Novel parameter extraction for Single, Double, and three diodes photovoltaic models based on robust adaptive arithmetic optimization algorithm and adaptive damping method of Berndt-Hall-Hall-Hausman

Experimental data-oriented parameter extraction helps in giving an accurate assessment to forecast the output current of the photovoltaic cells. This may be very beneficial in the modeling, optimization, partial shading, and assessment of the PV systems both practically and conceptually. Attributed to the reason that hybrid techniques incorporate the advantages of two or more algorithms, they outperform stochastic methods in solving the given complex multi-dimensional and multi-model optimization problems. Many authors have proposed hybrid methods to improve precision, steadiness, and overall efficiency. However, most of the algorithms concentrate on the methodology in the literature, and little attention has been paid to the objective function formulation, leading to a theoretical void in this area of research. In this work, we present a robust adaptive Arithmetic Optimization Algorithm based on the adaptive damping Berndt-hall-hall-Hausman (RaAOAAdBHHH) approach to efficacity determine the parameters of the single, double, and three diode PV model.
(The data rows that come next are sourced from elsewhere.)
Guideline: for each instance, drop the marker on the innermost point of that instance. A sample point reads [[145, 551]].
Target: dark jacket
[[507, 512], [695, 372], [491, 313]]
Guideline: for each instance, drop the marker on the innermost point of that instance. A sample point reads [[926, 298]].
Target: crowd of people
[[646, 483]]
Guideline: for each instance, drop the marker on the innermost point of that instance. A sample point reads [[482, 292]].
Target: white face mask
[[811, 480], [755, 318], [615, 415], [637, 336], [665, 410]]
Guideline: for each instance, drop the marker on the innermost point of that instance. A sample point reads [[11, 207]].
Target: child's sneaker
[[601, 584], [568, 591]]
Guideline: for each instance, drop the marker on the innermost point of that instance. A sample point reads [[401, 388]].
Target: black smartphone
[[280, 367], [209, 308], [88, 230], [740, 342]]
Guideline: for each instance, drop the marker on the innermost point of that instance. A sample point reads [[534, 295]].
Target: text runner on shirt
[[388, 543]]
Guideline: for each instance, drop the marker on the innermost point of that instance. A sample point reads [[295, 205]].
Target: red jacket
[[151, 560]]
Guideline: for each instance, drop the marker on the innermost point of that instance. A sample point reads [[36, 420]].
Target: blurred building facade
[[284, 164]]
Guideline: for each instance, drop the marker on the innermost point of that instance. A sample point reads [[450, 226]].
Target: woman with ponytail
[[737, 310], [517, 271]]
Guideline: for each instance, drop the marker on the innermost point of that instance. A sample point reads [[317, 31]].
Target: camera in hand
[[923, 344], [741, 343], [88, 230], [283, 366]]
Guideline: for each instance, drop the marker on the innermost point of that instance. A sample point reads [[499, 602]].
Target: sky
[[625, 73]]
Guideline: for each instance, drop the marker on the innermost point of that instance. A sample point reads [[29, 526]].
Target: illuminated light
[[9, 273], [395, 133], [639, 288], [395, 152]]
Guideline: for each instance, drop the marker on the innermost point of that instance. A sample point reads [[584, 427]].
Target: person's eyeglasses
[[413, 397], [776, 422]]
The experimental results demonstrate that the proposed RaAOAAdBHHH approach successfully minimizes error to zero with rapid convergence, as determined by different statistical criteria and compared to experimental data.

Automated summary

Experimental data-oriented parameter extraction is crucial for accurately assessing the output current of photovoltaic cells. In this study, a robust adaptive arithmetic optimization algorithm based on the adaptive damping Berndt-hall-hall-Hausman approach is proposed to determine the parameters of single, double, and three diode PV models. The experimental results demonstrate the effectiveness and rapid convergence of the proposed approach.